Bir kilo yünden ustalığa
Kadın Haberleri —

Fatma Gül Girgiç
- Keçe ustası Fatma Gül Girgiç, bir kilo yünle başladığı işini büyüterek onlarca kadına ulaştı ve atölyesini kurdu. Ancak binbir zorlukla kurduğu atölyesi ekonomik krizden dolayı kapanma riskiyle karşı karşıya.
Fatma Gül Girgiç, 14 yıldır keçe ustalığı yapıyor. 2011 yılında hocasının desteğiyle atölyesini açarak Konya’nın merkez Zafer Mahallesi’nde işini sürdürüyor. Çocukluğundan beri el işlerine ilgi duya Girgiç, “Hep bir tığ, iğne, iplik, nakış, bir şey mutlaka vardı hayatımda. Bunların hepsini atölyede keçeyle birleştirme fırsatını buldum” diyor.
Gücü için yola çıktı
MA’ya yaptığı işin en güzel yanının kadınlara ilham vermesi olduğunu söyleyen Girgiç, ekliyor: "Bu işe başladığımda, çok cüzi miktarda param ve sadece bir kilo yünüm vardı. Ancak buna rağmen yaptığım iş ile kendi gücümü görmek istiyordum. Ne kadar ilerleyeceğimi, başarabileceğimi görme için böyle bir yola başladım. Sonra dönüp baktığımda, hiç tanımadığım, sadece beni sosyal medyadan takip eden ya da yakınımdan takip eden birçok kadına dokunmuşum, destek olmuşum. Aslında bir yerde örnek olmuşum.”

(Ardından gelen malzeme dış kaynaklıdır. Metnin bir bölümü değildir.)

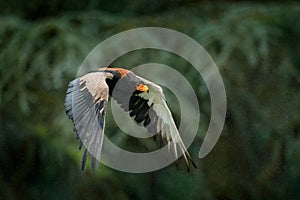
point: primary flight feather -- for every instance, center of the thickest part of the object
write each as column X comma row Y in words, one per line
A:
column 86, row 102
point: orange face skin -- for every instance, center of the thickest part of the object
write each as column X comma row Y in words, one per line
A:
column 142, row 88
column 123, row 72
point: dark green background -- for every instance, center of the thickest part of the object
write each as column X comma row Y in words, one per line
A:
column 255, row 46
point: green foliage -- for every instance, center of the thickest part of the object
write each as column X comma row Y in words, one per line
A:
column 256, row 49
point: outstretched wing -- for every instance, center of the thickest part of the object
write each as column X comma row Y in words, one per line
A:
column 85, row 105
column 152, row 111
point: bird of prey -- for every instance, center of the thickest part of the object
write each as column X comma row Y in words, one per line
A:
column 86, row 102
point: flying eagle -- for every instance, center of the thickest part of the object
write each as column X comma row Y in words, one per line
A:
column 87, row 98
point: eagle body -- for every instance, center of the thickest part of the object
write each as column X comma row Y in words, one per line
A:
column 86, row 102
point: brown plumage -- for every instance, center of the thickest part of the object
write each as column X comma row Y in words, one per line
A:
column 86, row 102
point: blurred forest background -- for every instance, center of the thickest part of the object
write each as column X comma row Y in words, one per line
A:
column 256, row 47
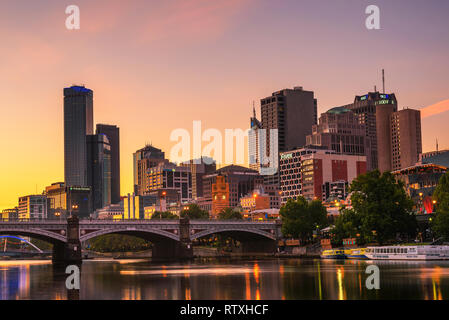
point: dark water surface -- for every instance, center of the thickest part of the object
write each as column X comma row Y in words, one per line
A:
column 227, row 279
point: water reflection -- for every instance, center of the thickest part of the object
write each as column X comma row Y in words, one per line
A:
column 226, row 279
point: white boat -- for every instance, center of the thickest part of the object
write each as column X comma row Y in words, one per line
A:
column 424, row 252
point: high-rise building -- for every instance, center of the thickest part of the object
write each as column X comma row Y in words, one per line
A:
column 198, row 168
column 304, row 171
column 406, row 141
column 339, row 129
column 63, row 201
column 374, row 111
column 113, row 134
column 99, row 169
column 33, row 207
column 78, row 123
column 241, row 181
column 143, row 160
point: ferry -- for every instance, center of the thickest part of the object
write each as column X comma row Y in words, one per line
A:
column 425, row 252
column 358, row 253
column 333, row 254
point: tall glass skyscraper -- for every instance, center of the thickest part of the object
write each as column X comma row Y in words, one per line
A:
column 78, row 122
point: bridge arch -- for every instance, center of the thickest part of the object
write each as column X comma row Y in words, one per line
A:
column 41, row 234
column 148, row 234
column 233, row 229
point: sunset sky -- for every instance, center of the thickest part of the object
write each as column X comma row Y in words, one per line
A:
column 155, row 66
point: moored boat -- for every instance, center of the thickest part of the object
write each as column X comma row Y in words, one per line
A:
column 425, row 252
column 333, row 254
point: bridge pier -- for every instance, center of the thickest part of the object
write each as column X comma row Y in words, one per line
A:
column 69, row 253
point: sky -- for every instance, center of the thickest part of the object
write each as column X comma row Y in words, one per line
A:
column 156, row 66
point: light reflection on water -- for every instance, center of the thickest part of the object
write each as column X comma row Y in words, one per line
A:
column 227, row 279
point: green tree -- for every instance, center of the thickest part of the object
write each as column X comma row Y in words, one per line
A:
column 194, row 212
column 163, row 215
column 230, row 214
column 440, row 224
column 300, row 218
column 382, row 207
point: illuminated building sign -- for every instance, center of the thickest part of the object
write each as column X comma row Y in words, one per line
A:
column 286, row 156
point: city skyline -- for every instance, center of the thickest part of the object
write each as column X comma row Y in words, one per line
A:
column 148, row 99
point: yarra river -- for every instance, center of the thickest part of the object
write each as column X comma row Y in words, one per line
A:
column 227, row 279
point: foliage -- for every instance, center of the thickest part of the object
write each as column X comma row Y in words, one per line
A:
column 440, row 224
column 194, row 212
column 381, row 210
column 230, row 214
column 118, row 243
column 300, row 218
column 157, row 215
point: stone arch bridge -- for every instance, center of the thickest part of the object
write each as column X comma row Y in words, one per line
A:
column 170, row 238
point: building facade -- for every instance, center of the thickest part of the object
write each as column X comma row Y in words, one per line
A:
column 112, row 132
column 78, row 123
column 32, row 207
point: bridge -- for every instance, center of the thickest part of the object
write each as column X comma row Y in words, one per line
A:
column 170, row 238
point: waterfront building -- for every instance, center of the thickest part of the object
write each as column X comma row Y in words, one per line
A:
column 241, row 181
column 374, row 111
column 220, row 195
column 199, row 168
column 169, row 176
column 112, row 132
column 134, row 205
column 304, row 171
column 10, row 214
column 111, row 212
column 32, row 207
column 99, row 169
column 255, row 201
column 406, row 140
column 63, row 200
column 339, row 130
column 78, row 123
column 143, row 160
column 439, row 157
column 420, row 182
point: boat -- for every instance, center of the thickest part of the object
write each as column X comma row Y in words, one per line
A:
column 424, row 252
column 333, row 254
column 358, row 253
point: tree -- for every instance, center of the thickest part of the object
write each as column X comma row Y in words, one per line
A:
column 194, row 212
column 382, row 209
column 300, row 218
column 440, row 224
column 230, row 214
column 163, row 215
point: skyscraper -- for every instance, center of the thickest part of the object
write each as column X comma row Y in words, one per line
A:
column 113, row 134
column 78, row 122
column 99, row 169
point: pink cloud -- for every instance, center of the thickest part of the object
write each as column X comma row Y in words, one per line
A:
column 435, row 109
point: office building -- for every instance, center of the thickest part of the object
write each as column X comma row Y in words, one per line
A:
column 99, row 169
column 63, row 200
column 33, row 207
column 304, row 171
column 198, row 168
column 374, row 111
column 112, row 132
column 406, row 140
column 143, row 160
column 134, row 205
column 339, row 130
column 10, row 214
column 241, row 181
column 78, row 123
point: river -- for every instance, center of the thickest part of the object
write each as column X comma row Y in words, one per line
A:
column 214, row 278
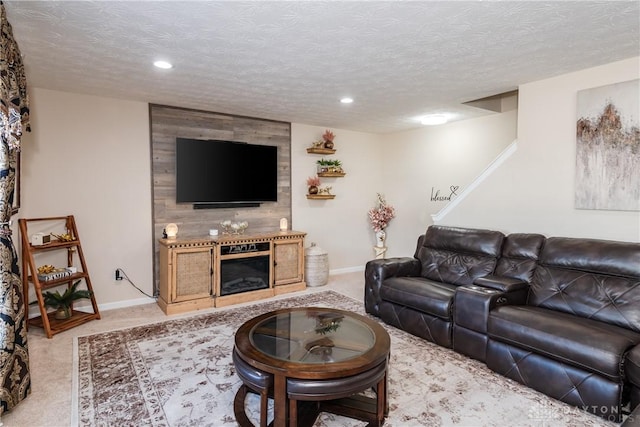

Ancak Türkiye’deki ekonomik kriz Girgiç’in de işlerini vurmuş. Atölyesi şu anda kapanma riskiyle karşı karşıya olan Girgiç, şöyle devam ediyor: “Bizim işimizde aslında ana materyal olan ürün çok uygun fiyata alınıyor. Ama bunun bize gelene kadarki aşamaları, yani yıkanması, temizlenmesi, taranması, boyanması gibi işlemler dövize endeksli olarak yapılıyor. Biz oralarda tıkanıyoruz. Öyle olunca 10 TL'ye aldığımız bir ürün, bize kat be kat geliyor. Kiralar ise inanılmaz yüksek.”
İlmek ilmek emek
İthal ürünleri kullanmayan Girgiç, ilkbaharda ustasıyla birlikte çobanlardan yünleri toplamaya gidiyor: “Bu yünler kademe kademe seçilir ve ayrılır. Çünkü bunlar, iplik fabrikasına da gidiyor, tekstil fabrikasına da gidiyor. İşte halı veya her türlü işlenecek yerde kullanılıyor. Bunlar ayrıştırıldıktan sonra, özel yıkama havuzlarında yıkanır. Tonajlı büyük yıkama havuzları var. Oralara götürülür ve burada yünler yıkanır. Şimdi, bir kilo yünden bizim elimizde kalan iş bitiminde iki yüz gram, üç yüz gram yün kalır. Yani yün, her aşamasında fazla fire verir. Önce yıkandı, temizlendi, sıcak suyla ve soğuk suyla yıkandıktan sonra, tarama dediğimiz makinelerden geçer, taranır. Ardından büyük boyama kazanlarında hangi renkleri istiyorsak onlara renklendirilir. Sonra yumak halinde tekrar bize geri döner ve depomuza kaldırılır. Depodan da artık yapılacak ürüne dönüştürülür.”
Asla vazgeçmeyin
Çalışmanın her türlü zorlukları olduğunu ancak kadınların pes etmeden istediklerini yapması gerektiğini söyleyen Girgiç, son olarak şunları söylüyor: “Evet, her şey çok zor ama biz kadınlar bir olup üstesinden gelebiliriz. O yüzden her kadın arkadaşıma demek istediğim; istediğinizi yapın ve vazgeçmeyin."